Example Devices and Systems

FIG. 3A depicts a block diagram of an example computing system 100 according to example embodiments of the present disclosure. The system 100 includes a user computing device 102, a server computing system 130, and a training computing system 150 that are communicatively coupled over a network 180.
The user computing device 102 can be any type of computing device, such as, for example, a personal computing device (e.g., laptop or desktop), a mobile computing device (e.g., smartphone or tablet), a gaming console or controller, a wearable computing device, an embedded computing device, or any other type of computing device.
The user computing device 102 includes one or more processors 112 and a memory 114. The one or more processors 112 can be any suitable processing device (e.g., a processor core, a microprocessor, an ASIC, an FPGA, a controller, a microcontroller, etc.) and can be one processor or a plurality of processors that are operatively connected. The memory 114 can include one or more non-transitory computer-readable storage media, such as RAM, ROM, EEPROM, EPROM, flash memory devices, magnetic disks, etc., and combinations thereof. The memory 114 can store data 116 and instructions 118 which are executed by the processor 112 to cause the user computing device 102 to perform operations.
In some implementations, the user computing device 102 can store or include one or more machine-learned models 120. For example, the machine-learned models 120 can be or can otherwise include various machine-learned models such as artificial neural networks (e.g., deep artificial neural networks) or other types of machine-learned models, including non-linear models and/or linear models. Artificial neural networks can include feed-forward artificial neural networks, recurrent artificial neural networks (e.g., long short-term memory recurrent artificial neural networks), convolutional artificial neural networks or other forms of artificial neural networks. Some example machine-learned models can leverage an attention mechanism such as self-attention. For example, some example machine-learned models can include multi-headed self-attention models (e.g., transformer models). Example machine-learned models 120 are discussed with reference to FIG. 1B.
In some implementations, the one or more machine-learned models 120 can be received from the server computing system 130 over network 180, stored in the user computing device memory 114, and then used or otherwise implemented by the one or more processors 112. In some implementations, the user computing device 102 can implement multiple parallel instances of a single machine-learned model 120.
Additionally or alternatively, one or more machine-learned models 140 can be included in or otherwise stored and implemented by the server computing system 130 that communicates with the user computing device 102 according to a client-server relationship. For example, the machine-learned models 140 can be implemented by the server computing system 140 as a portion of a web service. Thus, one or more models 120 can be stored and implemented at the user computing device 102 and/or one or more models 140 can be stored and implemented at the server computing system 130.

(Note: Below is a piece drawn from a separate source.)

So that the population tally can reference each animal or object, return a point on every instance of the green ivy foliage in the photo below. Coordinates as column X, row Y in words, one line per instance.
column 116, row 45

The user computing device 102 can also include one or more user input components 122 that receives user input. For example, the user input component 122 can be a touch-sensitive component (e.g., a touch-sensitive display screen or a touch pad) that is sensitive to the touch of a user input object (e.g., a finger or a stylus). The touch-sensitive component can serve to implement a virtual keyboard. Other example user input components include a microphone, a traditional keyboard, or other means by which a user can provide user input.
The server computing system 130 includes one or more processors 132 and a memory 134. The one or more processors 132 can be any suitable processing device (e.g., a processor core, a microprocessor, an ASIC, an FPGA, a controller, a microcontroller, etc.) and can be one processor or a plurality of processors that are operatively connected. The memory 134 can include one or more non-transitory computer-readable storage media, such as RAM, ROM, EEPROM, EPROM, flash memory devices, magnetic disks, etc., and combinations thereof. The memory 134 can store data 136 and instructions 138 which are executed by the processor 132 to cause the server computing system 130 to perform operations.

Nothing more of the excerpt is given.